O saudoso Nelson Rodrigues cunhou a expressão “complexo de vira-lata” para definir o sentimento de inferioridade que supostamente acomete os brasileiros, e não raro é atribuído à miscigenação, à falta de cultura, à educação precária e até ao clima tropical, que estimularia a preguiça e levaria à busca irresponsável do prazer pelo prazer.

Do outro lado dessa inequação está o chauvinismo — termo que remete a todo tipo de opinião exacerbada, tendenciosa ou agressiva em favor de um país, grupo ou ideia. In medio stat virtus, como diziam os antigos romanos, ou nem tanto ao mar, nem tanto à terra, como dizia minha finada avó. Segundo uma velha (e filosófica) anedota, Deus estava criando o mundo quando um anjo disse:

— Senhor, a Terra é tão perfeita, um verdadeiro paraíso para a humanidade.

E o Senhor das Esferas respondeu:

— Não, anjo, a Terra não é um paraíso, veja só.

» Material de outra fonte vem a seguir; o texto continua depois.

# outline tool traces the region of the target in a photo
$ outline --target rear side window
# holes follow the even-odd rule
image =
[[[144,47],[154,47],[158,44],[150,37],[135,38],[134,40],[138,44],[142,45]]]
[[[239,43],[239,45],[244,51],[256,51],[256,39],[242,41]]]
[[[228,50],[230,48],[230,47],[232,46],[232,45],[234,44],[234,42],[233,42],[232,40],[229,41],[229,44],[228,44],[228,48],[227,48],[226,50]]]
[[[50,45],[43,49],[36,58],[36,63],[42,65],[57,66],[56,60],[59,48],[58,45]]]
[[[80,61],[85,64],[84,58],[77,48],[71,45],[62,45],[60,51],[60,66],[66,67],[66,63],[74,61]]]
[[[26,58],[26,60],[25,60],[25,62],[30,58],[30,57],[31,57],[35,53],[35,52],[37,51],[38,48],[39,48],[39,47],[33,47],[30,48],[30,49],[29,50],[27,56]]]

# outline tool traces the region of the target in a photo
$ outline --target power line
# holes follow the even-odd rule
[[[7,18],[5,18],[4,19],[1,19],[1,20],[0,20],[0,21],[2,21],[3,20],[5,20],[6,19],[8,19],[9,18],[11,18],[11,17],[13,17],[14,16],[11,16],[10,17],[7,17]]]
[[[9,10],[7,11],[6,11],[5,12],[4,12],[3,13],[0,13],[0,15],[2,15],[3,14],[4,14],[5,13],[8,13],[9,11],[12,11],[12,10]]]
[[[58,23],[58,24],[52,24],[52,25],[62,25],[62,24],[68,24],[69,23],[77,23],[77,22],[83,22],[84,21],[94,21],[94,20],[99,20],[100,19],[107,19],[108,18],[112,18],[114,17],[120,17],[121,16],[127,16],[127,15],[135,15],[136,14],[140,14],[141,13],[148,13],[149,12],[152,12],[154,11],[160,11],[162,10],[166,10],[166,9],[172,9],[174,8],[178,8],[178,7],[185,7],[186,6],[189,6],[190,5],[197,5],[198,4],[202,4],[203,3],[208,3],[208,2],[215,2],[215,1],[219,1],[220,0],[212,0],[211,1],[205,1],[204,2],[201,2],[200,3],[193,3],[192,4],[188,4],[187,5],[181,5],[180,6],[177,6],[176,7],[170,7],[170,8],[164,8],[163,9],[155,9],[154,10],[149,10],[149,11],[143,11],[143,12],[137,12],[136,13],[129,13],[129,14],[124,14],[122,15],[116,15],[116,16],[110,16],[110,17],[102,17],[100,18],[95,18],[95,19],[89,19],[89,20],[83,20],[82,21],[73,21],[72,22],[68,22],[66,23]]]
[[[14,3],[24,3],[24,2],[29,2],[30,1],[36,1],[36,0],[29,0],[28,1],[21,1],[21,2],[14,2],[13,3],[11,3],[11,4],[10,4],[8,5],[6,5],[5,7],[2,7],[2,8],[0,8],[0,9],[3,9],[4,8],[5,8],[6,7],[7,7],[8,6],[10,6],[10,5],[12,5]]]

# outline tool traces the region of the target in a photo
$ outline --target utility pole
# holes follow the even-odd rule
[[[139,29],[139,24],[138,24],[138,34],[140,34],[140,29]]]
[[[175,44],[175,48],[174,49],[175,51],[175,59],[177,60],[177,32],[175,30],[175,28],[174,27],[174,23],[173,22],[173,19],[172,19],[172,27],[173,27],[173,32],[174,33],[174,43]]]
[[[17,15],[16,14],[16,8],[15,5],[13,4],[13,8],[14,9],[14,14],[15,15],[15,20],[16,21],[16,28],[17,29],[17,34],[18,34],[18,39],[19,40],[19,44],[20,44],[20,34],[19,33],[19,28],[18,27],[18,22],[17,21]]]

Então o anjo viu que para cada continente Deus reservava grandes catástrofes naturais, como desertos, geleiras, terremotos, vulcões e furacões. Mas chamou-lhe a atenção uma grande porção de terra no hemisfério sul.

— Mas Senhor, se estás semeando catástrofes por todo o mundo porque é que aquele grande pedaço de terra ali ao sul é tão perfeito? Veja, lá o clima é tão agradável, há lindas florestas e praias, grandes e belos rios e não desertos, geleiras, terremotos, vulcões ou furacões. Por quê, Senhor?

Deus respondeu:

— Ah, meu caro anjo, espera só pra ver o povinho filho da puta que eu vou colocar ali.

E com efeito. Basta ver o nível dos políticos que nos representam e o chefe do Executivo que supostamente preside toda esta mixórdia, e lembrar que nenhum deles brotou na confortável poltrona de seu igualmente confortável gabinete por geração espontânea. Se ocupam cargos eletivos, é porque alguém votou neles.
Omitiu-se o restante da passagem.